Big Orange? Wandering Around Town Today
I noticed all these people in orange, and thought: What does this remind me of?
My first thought was pumpkins, two weeks late for Halloween.
Nope. That’s not it. Then I realized what I was seeing: This is the color of county prisoners in jump suits, out doing pick-up on the highways.
It was a great day to be outside at a sporting event, in every way…

The town’s fulla good-looking women with long legs, short skirts, tall boots, and big shopping bags.
As for the orange crap everywhere … I thought they were highway construction crews taking a day off from their Recovery Act road patching projects.
Ben, should there come a time any blog site would require photos to accommodate comments I would nominate you for the job. You could start downtown and slooooowly work your way towards the highways.
Saturday was a great day to be a Rebel —fantastic weather, beautiful fall foliage on display in Oxford and on the UM campus, great food and fellowship in the Grove, and a big win for the Ole Miss football team! Dexter is the MAN!
And my victory cigar in the Grove after the game was very sweet (and in true Rebellious fashion, a complete disregard for the fascist anti-smoking policy –Ha).
‘…true Rebellious fashion..’
I wonder if that is what keeps all the Ole Miss boys who are pro-United States-going-to-war from actually backing up their pro-draft dodger Bush stance by joining the military?
Uh, Chico, I like you my man (I am 48 years old and we were at Ole Miss at the same time). But, I don’t know where you are coming from on that comment. You have apparently assumed something about me that could not be further from the truth. I HAVE SERVED in the military. I was not in a frat at Ole Miss. The summer between my second and third year in undergrad at UM, I went through Army Basic Training at Fort Knox KY and then came home to serve as an enlisted man (SP4 Army Scout) for 3 years in the ARNG 108th Armored Cav. unit based in Oxford. Then I attended OCS, graduated, and served as an Armored Cav. officer for 3 years, during which time I was the de facto Detachment Commander in Holly Springs. I did all of this while attending undergrad and law school at Ole Miss and working two other part-time jobs to help pay for school. While I have no clue what my military service has to do with my post or your comment, to the extent that it has some relevance, there you have it. I was fortunate not to have been sent into combat —only pure coincidence that I was not involved in the first Gulf War.
Maybe you don’t like cigars? And that is what set you off. I don’t know. I like good cigars, and well as fine wine, good beer, well-aged whiskey and bourbon, cooking and eating good food, etc. And I plan to continue my victory cigar smoking when the opportunity presents itself —-for all my years of following my Rebs through thick and thin, with no SEC titles to show for it, I think I deserve chance now and then to be “rebellious”.
No, no, no and no…
My post was not about you, it was about “…all the Ole Miss boys who are pro-United States-going-to-war from actually backing up their pro-draft dodger Bush stance by joining the military?”
I understand that I was quoting you, but my remark was about a wholly different set of people…
I applaud and thank you for your service. What I wrote was a product of living on Oxford and paying attention to the things I do. I remember vividly listening to a woman tell my grandmother –probably about 1969– in Shainberg’s in Tupelo about her son who died in service in Vietnam.
Since then, I have paid attention to soldier’s stories… from those in The New York Times to Bruce Springsteen lyrics to V.F.W. magazine. Living in Oxford, one is constantly exposed to trash who are all rah-rah-rah about the United States going to war but have no intention of joining the service. That they are often members of whites-only Ole Miss fraternities makes them that much more repulsive. There have been multiple soft-handed Ole Miss frat boys who have insisted to me that George W. Bush flew bombing missions over north Vietnam.

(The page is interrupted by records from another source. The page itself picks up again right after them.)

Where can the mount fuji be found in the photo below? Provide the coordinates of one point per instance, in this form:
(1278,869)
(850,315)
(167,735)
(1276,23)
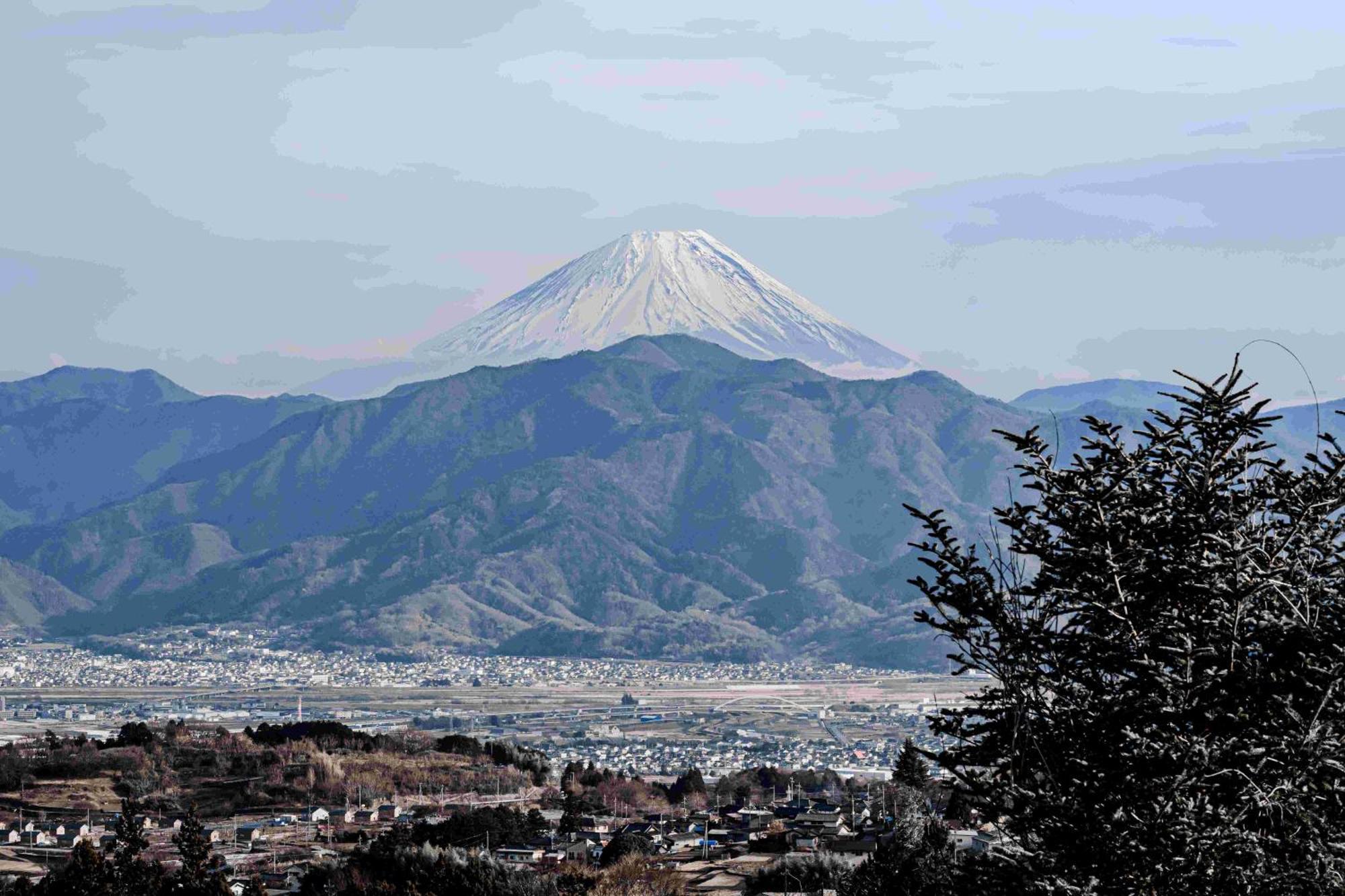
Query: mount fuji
(654,283)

I was reading a Daily Mississippian columnist going on about how conservative he is, so much so that he would never be caught at a anti-war rally, before I read your comment and mine was a so-induced comment. It had almost nothing –besides the quote– to do with you, and I think upon re-reading it, you will agree.
I read about the hardships soldiers go through and then hear the Ole Miss fluff complain about football chants and parking and am repulsed.
The Marines turned me down in May, 1980, because my back had been broken in the summer of 1979. Hit me up sometime at Prpud Larrys for one of those good beers.
Let’s get back to the subject of good lookin’ wimmin with long legs, short skirts, tall boots, and big shopping bags … among other things. Y’all aren’t according this thread the seriosity it deserves.
afotl @ 11/15-3:38,
Is is safe to assume that by “beautiful fall foliage” you are referring to the same “foliage” Ben mentions in his first (and second) post?
Phantom, you mean this foliage: ..”good lookin’ wimmin with long legs, short skirts, tall boots, and big shopping bags “? No doubt.